Histological findings
HAI, histological activity index
HAI and fibrosis score sec. Ishak et al. 1995
Representative images of haematoxylin-eosin-stained liver sections, (a) Several syncytial giant hepatocytes (arrows) are present in pericentral areas of liver biopsy specimen; (b) High power of giant multinucleated hepatocytes is present near the centrilobular vein (CV) displaying multiple nuclei and glassy cytoplasmic change. Bars: = 50 μm
Discussion
Adult GCH is not a frequent pattern of liver injury and is commonly associated with autoimmune hepatitis type I and II2,10 or viral infection.11–13 More recently it has been described in chronic hepatitis C8 and in active HHV-6 infection, especially in liver transplantation recipients.3,4
The information about the outcome of HIV-HCV co-infected patients associated with the presence of GCH is lacking and the presence of giant hepatocytes may be non-specific finding. 14 Moreno et al. 6 have described two cases of GCH among 243 HIV/HCV co-infected patients, with unfavourable outcome in one patient. More recently, Micchelli et al? described 22 cases (18 individuals) of GCH without aggressive course. We observed two cases of GCH out of 81 HIV/HCV co-infected individuals, with a prevalence of 2.4%. The clinical outcome of hepatitis in our cases was favourable, probably due to the successful treatment with pegylated alpha-interferon plus ribavirin and HAART; both showed suppression of HCV and HIV viral load.
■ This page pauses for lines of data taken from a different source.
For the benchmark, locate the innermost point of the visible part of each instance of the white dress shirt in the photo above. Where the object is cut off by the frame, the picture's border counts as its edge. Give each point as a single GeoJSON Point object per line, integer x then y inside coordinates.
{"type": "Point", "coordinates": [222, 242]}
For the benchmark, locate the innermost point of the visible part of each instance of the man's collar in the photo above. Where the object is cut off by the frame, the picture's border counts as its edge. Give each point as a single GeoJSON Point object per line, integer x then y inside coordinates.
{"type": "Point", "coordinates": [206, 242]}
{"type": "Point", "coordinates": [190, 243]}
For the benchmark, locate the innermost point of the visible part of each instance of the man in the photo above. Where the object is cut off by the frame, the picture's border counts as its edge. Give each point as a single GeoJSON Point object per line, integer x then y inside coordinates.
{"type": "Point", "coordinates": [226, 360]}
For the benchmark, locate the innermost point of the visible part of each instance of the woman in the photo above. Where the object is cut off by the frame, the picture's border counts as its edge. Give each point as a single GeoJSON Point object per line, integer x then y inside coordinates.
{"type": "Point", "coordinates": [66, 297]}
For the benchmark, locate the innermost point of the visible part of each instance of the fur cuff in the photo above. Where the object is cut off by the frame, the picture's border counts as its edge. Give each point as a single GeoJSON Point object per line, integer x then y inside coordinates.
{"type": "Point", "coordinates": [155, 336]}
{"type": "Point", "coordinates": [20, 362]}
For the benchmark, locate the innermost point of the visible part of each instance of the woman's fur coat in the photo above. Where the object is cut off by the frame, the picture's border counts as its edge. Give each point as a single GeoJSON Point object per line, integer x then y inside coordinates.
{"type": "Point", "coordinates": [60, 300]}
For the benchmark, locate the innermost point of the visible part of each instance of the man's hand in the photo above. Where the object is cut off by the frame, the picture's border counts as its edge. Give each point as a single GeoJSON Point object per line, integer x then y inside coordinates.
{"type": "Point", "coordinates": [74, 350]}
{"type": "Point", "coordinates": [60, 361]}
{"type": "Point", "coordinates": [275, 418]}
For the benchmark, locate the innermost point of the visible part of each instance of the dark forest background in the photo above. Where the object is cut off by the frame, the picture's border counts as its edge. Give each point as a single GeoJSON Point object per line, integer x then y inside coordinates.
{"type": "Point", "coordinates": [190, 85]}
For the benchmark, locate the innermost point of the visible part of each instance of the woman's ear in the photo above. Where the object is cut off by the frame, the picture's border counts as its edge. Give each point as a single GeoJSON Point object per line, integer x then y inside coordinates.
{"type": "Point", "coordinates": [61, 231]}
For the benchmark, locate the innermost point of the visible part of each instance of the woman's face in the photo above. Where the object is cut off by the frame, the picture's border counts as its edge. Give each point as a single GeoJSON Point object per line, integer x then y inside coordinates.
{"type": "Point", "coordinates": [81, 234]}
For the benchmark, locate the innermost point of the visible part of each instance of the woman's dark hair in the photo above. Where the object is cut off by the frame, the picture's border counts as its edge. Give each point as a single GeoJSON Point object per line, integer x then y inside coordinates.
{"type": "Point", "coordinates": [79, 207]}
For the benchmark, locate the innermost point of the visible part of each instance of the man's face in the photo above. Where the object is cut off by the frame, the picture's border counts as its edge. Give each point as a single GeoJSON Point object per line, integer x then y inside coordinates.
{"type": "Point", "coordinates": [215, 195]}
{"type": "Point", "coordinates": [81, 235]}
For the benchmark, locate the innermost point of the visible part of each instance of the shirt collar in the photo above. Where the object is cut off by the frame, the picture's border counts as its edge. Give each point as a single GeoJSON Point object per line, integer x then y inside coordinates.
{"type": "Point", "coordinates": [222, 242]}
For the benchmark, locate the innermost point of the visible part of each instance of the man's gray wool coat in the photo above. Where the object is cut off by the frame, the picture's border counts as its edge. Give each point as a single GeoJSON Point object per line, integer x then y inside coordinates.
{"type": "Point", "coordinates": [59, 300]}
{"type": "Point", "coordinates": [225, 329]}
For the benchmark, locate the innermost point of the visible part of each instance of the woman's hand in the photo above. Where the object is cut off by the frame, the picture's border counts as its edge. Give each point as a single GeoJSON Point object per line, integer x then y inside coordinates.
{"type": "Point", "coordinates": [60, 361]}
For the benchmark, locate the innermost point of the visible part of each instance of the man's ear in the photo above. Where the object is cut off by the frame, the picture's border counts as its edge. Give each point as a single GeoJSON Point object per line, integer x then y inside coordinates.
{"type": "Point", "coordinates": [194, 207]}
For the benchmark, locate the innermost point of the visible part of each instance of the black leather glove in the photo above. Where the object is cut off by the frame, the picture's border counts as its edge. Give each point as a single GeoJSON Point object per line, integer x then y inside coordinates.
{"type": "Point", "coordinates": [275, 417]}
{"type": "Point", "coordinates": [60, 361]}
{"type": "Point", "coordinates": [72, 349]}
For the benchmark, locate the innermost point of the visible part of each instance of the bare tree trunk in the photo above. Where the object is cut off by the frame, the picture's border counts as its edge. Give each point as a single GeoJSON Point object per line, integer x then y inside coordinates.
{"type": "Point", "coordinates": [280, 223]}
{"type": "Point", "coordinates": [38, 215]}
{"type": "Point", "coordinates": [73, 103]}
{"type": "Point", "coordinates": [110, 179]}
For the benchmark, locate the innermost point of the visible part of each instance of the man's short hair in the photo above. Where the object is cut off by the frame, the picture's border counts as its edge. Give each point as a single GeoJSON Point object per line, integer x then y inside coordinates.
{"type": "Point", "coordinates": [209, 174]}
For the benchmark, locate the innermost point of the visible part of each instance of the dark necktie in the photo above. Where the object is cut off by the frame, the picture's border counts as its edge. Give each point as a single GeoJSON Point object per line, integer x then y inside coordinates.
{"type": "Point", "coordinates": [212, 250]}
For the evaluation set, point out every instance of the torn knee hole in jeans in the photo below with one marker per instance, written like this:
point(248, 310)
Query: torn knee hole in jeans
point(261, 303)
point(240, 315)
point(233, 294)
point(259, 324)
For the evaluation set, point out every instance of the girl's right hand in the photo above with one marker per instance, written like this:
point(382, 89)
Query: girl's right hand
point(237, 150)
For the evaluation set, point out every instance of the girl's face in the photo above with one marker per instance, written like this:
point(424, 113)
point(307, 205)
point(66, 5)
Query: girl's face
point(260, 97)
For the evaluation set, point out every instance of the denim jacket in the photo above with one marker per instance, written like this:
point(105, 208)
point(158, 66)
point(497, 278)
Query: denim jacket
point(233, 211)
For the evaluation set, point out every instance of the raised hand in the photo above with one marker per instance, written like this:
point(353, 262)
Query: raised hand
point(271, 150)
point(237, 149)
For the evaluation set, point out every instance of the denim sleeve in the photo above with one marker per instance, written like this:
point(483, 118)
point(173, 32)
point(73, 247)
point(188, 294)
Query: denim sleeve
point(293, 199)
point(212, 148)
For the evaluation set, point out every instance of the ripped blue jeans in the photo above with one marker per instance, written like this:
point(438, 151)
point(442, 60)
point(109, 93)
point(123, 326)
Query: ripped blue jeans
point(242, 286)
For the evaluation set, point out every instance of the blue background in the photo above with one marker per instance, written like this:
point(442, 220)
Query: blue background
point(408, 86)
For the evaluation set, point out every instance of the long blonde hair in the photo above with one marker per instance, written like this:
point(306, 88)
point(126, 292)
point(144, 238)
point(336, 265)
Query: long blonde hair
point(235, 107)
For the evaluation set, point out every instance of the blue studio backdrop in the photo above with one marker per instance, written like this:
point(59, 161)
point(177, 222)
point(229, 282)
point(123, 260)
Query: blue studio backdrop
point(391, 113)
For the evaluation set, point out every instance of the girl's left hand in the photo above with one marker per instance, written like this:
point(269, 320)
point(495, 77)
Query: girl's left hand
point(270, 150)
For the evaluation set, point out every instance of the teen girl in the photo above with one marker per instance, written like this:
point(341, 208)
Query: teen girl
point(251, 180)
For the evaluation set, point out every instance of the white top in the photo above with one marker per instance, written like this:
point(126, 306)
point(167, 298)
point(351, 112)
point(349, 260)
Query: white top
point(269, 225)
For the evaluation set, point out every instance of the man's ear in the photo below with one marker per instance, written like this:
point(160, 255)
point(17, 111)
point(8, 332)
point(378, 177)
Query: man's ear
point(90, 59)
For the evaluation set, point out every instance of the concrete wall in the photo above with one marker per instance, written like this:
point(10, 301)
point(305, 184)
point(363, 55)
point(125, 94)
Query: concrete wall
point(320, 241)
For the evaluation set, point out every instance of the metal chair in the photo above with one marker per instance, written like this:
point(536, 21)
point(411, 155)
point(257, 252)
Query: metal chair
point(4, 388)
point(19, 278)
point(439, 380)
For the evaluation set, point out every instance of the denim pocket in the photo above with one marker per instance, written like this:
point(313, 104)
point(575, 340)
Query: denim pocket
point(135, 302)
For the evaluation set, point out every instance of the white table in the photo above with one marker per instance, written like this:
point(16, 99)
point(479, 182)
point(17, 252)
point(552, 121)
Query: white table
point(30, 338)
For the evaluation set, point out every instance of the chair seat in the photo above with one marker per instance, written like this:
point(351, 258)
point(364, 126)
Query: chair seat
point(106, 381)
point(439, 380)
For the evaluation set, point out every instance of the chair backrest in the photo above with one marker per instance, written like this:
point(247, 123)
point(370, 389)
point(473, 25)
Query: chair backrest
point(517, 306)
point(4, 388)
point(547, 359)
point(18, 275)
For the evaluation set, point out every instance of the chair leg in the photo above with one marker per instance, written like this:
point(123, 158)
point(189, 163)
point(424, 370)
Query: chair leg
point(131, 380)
The giant cell changes were patchy and were found exclusively in zone 3 hepatocytes as previously noted. 15 Pathogenesis of liver damage in patients with HIV and HCV co-infection is complex and multifactorial.16,17 There are two possible mechanisms for giant cell transformation: nuclear division without cytoplasmic division, and fusion of individual cells to form a syncytium. 2 Hepatic giant cell transformation can be directly related to HIV virus, as observed in other organ tissues where it induces cell fusion. 18 No strong association with any specific drug, although a drug effect remains an important possibility.
Our observations suggest that in HIV/HCV setting, giant cell transformation of hepatocytes, when not extensive, should be considered as a random event, which does not lead to harmful clinical course of hepatitis, probably representing a regenerative response of hepatocytes.